In conclusion, based on a toxicokinetic behaviour assessment of the available data, we conclude the following:

1)      This is how the registered substance is metabolized in the rat. \

2)      Due to its low bioavailailability, with absorption expected to be considerably below the ~10% oral absorption rate based on its physicochemical properties and low (0.159%) absorption in the rat, it is considered unlikely that the registered substance could cause any systemic effects. 

Developmental toxicity information:

The developmental toxicity endpoint for the registered substance has been adequately assessed by a high quality study with the registered substance. In a study with the registered substance, no effects were observed in either dams or offspring at all doses tested.  This study supports the conclusion that Naphthalene, reaction products with tetradecene is either not bioavailable, has low toxicity, or that its metabolites are of low toxicity.

Reproductive toxicity information

Additionally, the existence of two reproductive toxicity studies conducted with Naphthalene, reaction products with tetradecene by the oral route, one of which is a 2-generation reproductive toxicity study, provides further information about the overall biological inertness of the registered substance.
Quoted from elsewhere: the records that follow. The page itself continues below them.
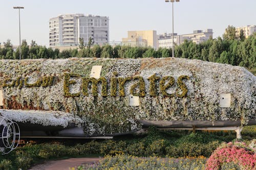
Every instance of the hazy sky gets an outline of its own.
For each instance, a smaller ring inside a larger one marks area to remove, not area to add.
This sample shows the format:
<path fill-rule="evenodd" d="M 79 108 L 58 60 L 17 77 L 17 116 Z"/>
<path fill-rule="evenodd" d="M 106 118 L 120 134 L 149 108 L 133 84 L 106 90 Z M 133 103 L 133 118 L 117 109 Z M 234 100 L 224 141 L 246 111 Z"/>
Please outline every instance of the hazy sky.
<path fill-rule="evenodd" d="M 121 41 L 127 31 L 172 32 L 172 3 L 164 0 L 0 0 L 0 42 L 18 44 L 18 12 L 21 37 L 49 46 L 49 20 L 59 14 L 83 13 L 110 18 L 110 40 Z M 229 25 L 256 25 L 256 0 L 180 0 L 174 4 L 174 32 L 212 29 L 214 38 L 222 36 Z"/>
For both studies, the parental, F1 and F2 NOAELs were the highest doses tested, 12,000ppm in the diet which is approximately 1,000 mg/kg/d. This supports the overall conclusion that the registered substance is biologically inert, and that species-specific differences are unlikely to provide further useful information to inform human health risk assessment.

Conclusion:

The assessment of prenatal developmental toxicity in a second species has become standard practice in the pharmaceutical and pesticide industries. However, unlike the products of those industries, the registered substance was not designed for biological activity, and would only be subject to incidental, not deliberate exposure. True biological activity would be evident in the abundant available data. Therefore, because human exposures are likely to be low, these substances are of a low order of toxicity, and the lack of bioavailability would be expected to be conserved across species, it is not foreseen that testing in a second species would further inform risk assessment.
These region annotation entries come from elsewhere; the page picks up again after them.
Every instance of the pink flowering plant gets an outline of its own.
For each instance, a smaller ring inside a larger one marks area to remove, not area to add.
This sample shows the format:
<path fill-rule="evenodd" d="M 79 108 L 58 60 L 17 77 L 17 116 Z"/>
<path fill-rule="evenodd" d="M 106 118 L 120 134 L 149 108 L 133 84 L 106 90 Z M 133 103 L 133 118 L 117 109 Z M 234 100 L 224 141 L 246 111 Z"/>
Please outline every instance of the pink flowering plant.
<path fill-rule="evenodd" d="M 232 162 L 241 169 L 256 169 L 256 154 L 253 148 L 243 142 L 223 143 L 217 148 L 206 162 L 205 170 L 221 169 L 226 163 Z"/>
Finally, it is well known that rabbits are coprophagic. Therefore, a study conducted by the oral route would not provide useful information for human health risk assessment due to double-dosing of the test material. Because of the physicochemical and experimental data indicating low dermal absorption (<1%), a study conducted via dermal exposure in the rabbit would achieve only a fraction of the internal dose achieved in the oral route studies in the rat (this substance is not a dermal irritant). For this reason, in the unlikely event the rabbit is of greater susceptibility to this inert chemical, due to a 10-fold lower absorption rate it is considered unlikely that the rabbit dermal study would provide greater insight to inform risk assessment.

Factoring all of these considerations into account with the collective goal of minimising animal suffering, developmental testing in a second species is not scientifically justified.